Rigzone.com reports that "The wave of exploration and shedding of mature assets by producers could result in a ten-fold increase in these MLP-appropriate assets." Through back of the envelope calculations, it is estimated that there are nearly $1.3 trillion worth of producing assets in North America, a large percentage of which likely already qualify for MLP usage. In 2008, production from resource plays accounted for only approximately 6 billion cfe/d, yet by early 2012, after production from major resource plays had grown drastically, such plays accounted for over 35 billion cfe/d. As shale plays continue to mature at such impressive rates, the industry should expect to see these unconventional assets employed more within the upstream MLP structure.
Another result of the rapid growth of horizontal drilling over the recent past is that many large E&P C-corps have considered dropping down their non-essential mature acreage into upstream MLPs in order to create the cash needed to fund higher-return shale development projects and acquisitions elsewhere. Because is it not generally cost-efficient for upstream companies to retain long-lived oil and gas wells in their portfolios, especially in light of the high-yield opportunities now available from resource play development, upstream companies generally see two options to monetize their conventional mature assets: either divest the acreage in an outright sale or, as many companies are beginning to consider, drop these assets down into an upstream MLP at a large discount.
Both options generate cash for the E&P company so it can divert that capital into its bread and butter activities: exploration and development of new, generally unconventional, reserves. Around 70% of all wells in the U.S. produce oil and gas at such low volumes that the income from the wells yields only a small margin of profit. These "stripper wells," while less desirable for an E&P C-corp’s portfolio, maintain steady production and are thus aptly suited for the more tax-efficient upstream MLP.

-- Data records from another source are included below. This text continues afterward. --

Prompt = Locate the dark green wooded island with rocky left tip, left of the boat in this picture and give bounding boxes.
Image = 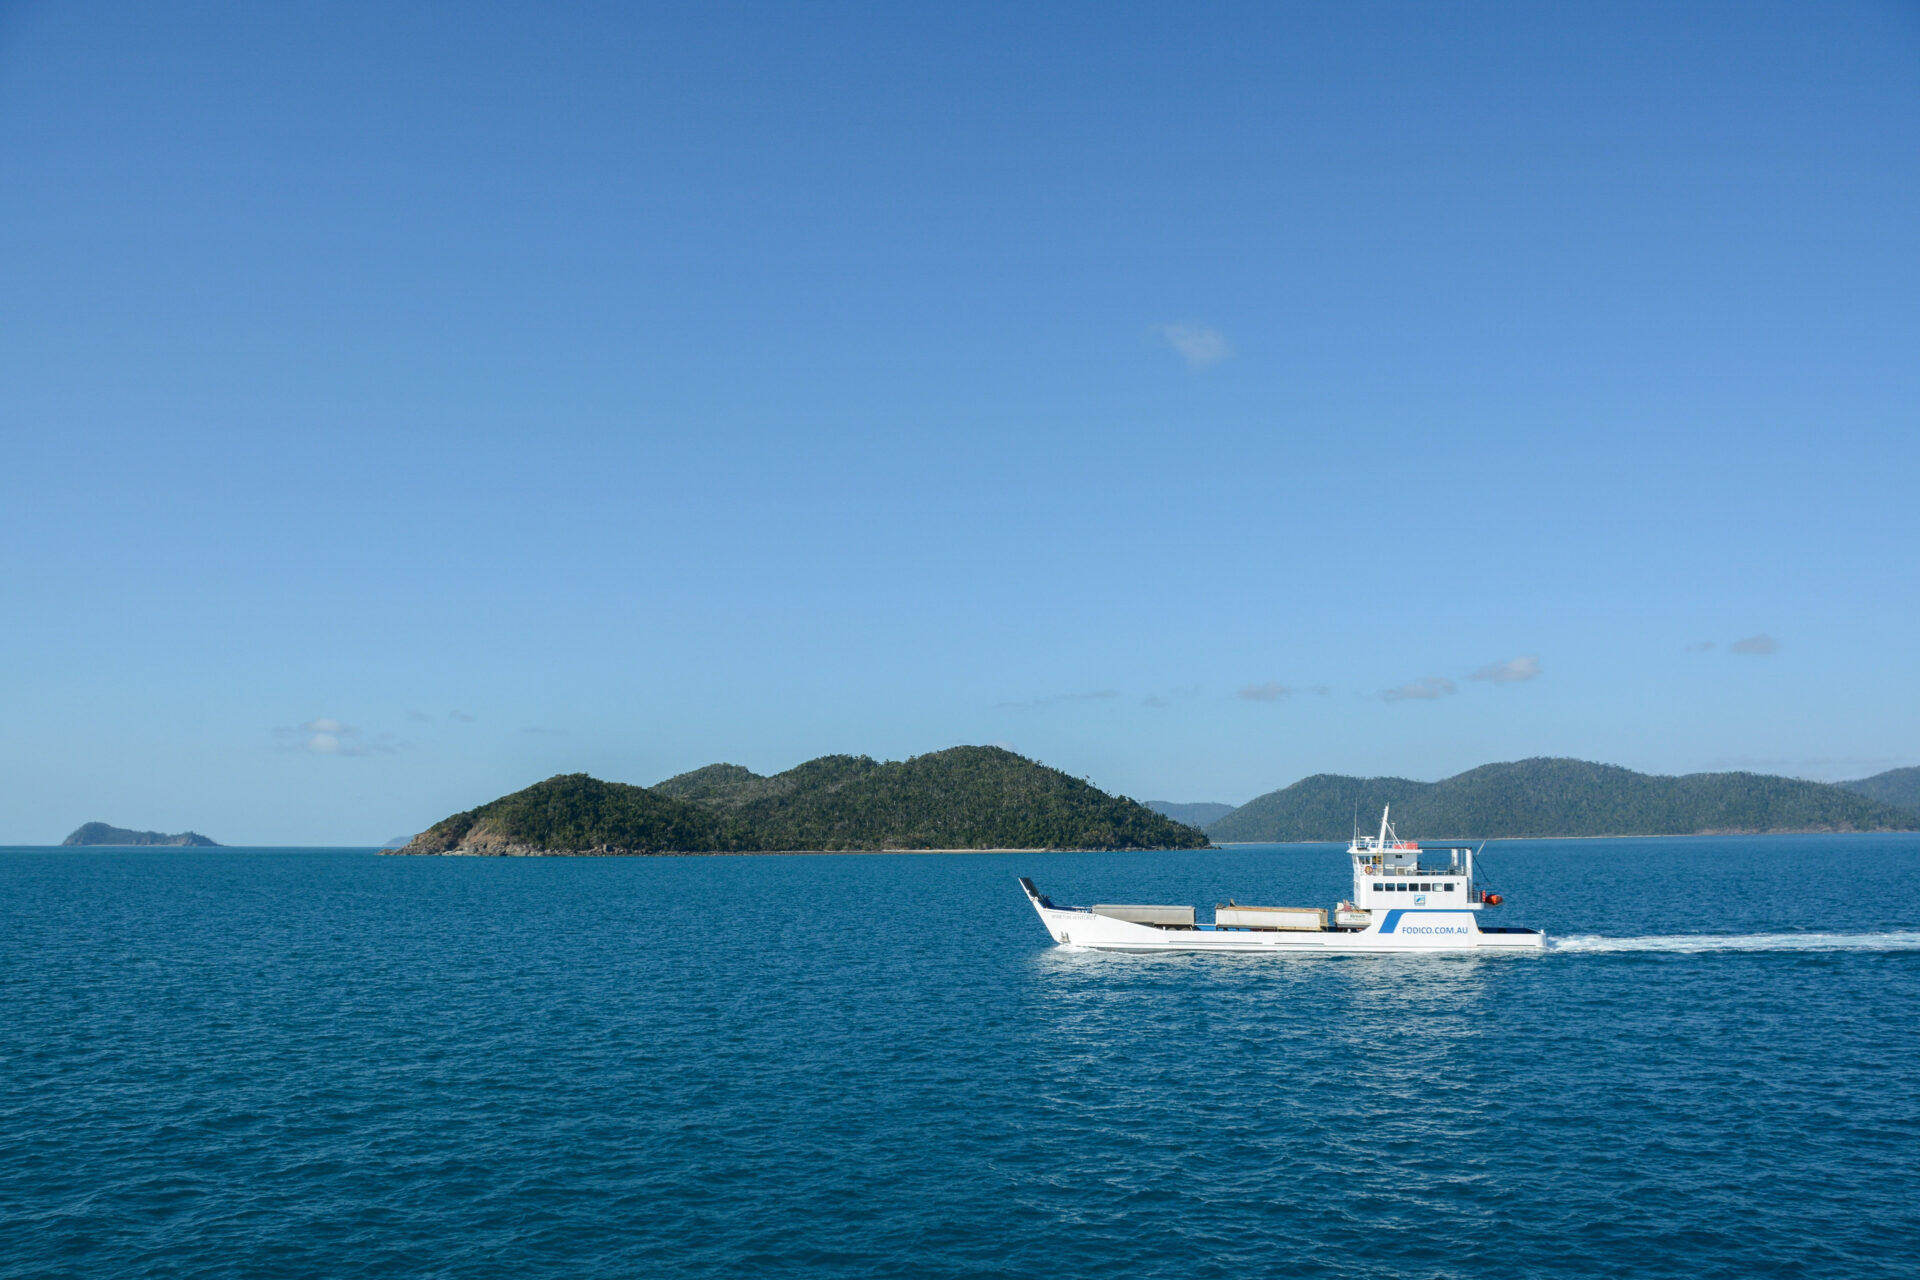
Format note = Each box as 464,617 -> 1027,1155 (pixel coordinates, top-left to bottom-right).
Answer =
394,747 -> 1208,854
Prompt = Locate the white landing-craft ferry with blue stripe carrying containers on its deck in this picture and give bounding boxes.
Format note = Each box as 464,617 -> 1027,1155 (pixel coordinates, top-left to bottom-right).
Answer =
1020,810 -> 1548,954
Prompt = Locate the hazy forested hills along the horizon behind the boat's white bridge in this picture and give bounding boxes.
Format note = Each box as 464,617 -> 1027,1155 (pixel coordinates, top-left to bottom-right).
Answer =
1206,758 -> 1920,842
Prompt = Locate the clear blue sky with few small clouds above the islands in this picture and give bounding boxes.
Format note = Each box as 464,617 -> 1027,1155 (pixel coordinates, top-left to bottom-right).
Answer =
0,2 -> 1920,842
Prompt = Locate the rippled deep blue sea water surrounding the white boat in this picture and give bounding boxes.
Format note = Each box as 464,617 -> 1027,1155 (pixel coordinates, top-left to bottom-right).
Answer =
0,835 -> 1920,1280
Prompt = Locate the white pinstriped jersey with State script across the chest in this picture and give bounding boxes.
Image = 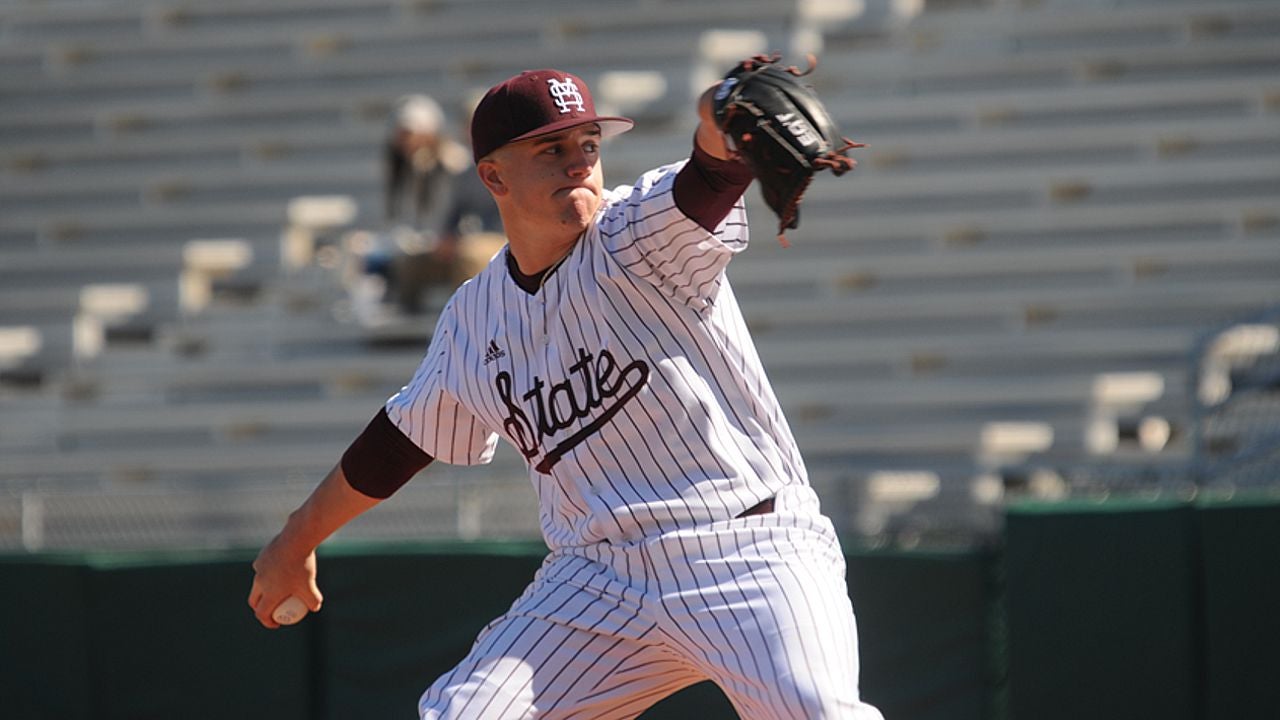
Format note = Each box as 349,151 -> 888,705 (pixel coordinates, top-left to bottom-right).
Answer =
387,163 -> 808,550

As large cap E&P C-corps routinely reinvest anywhere from 110% to 130% of their cash flow, these companies need a constant stream of capital. Upstream MLPs provide a practical market for proved acreage and enable access to the capital markets using an asset portfolio with an otherwise insignificant yield. E&P C-corps are able to maintain control (at least in the LP iteration) over the assets contributed to the MLP. The MLP, in turn, benefits from the steady supply of mature producing assets available for future drop-downs from the sponsor and has access to the sponsor’s institutional operational knowledge.

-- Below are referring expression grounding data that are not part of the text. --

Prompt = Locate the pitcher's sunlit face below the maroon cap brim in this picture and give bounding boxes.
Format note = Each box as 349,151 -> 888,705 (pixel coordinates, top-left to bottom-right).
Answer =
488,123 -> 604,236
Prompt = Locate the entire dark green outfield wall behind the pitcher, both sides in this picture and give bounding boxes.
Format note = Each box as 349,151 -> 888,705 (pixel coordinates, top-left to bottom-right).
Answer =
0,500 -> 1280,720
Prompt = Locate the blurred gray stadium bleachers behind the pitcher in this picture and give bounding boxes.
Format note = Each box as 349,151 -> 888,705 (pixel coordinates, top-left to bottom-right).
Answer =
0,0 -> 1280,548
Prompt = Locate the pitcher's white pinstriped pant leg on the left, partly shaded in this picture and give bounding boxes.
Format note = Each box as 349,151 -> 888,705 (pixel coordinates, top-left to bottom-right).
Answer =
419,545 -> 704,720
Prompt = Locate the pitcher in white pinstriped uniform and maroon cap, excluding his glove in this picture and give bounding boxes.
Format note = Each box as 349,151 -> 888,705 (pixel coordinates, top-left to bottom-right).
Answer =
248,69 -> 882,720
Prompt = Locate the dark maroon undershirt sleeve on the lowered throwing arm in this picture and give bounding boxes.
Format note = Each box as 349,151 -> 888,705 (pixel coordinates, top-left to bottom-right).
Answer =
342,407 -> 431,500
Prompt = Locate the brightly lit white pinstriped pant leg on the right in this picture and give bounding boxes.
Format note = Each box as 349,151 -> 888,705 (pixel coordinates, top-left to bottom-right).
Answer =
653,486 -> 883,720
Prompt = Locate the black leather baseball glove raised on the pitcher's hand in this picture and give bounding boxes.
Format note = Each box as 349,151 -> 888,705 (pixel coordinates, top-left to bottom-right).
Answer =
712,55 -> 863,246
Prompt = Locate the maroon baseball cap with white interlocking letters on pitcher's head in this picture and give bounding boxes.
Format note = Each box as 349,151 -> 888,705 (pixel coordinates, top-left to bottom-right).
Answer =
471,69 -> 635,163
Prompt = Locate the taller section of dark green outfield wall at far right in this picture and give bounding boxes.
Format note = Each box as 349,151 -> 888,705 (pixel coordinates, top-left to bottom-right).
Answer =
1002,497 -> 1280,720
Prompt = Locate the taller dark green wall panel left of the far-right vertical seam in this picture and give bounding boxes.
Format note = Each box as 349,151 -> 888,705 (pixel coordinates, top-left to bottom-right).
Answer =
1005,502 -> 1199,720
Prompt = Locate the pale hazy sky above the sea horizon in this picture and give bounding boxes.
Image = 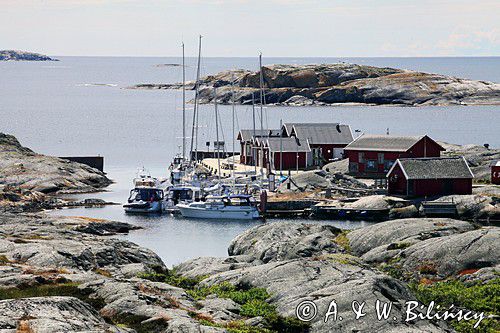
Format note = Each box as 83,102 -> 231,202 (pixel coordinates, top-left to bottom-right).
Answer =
0,0 -> 500,57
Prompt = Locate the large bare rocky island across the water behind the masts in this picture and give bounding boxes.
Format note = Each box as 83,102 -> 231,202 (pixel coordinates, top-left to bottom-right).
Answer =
130,63 -> 500,106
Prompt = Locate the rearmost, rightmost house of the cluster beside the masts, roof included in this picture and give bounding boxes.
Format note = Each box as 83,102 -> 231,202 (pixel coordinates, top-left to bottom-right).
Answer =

Another consequential boon to this MLP drop-down structure is that the two entities (the C-corp parent and the MLP) can bid in tandem on asset packages, with the MLP bidding on the more mature producing acreage in the asset portfolio and the C-corp bidding on the more risky undeveloped exploration acreage. Because of the MLP’s lower cost of capital, an upstream MLP can realize more value from an asset acquisition than a rival C-corp and can, in some instances, offer more competitive bids for the same acreage.
As large shale producers chase the seemingly never-ending opportunities arising from new resource plays, the pool of mature, low and steady decline assets will swell temporarily and the drop-down of this mature acreage into upstream MLPs could increase as an attractive way to monetize assets to fund producers’ expensive, capital-spending programs.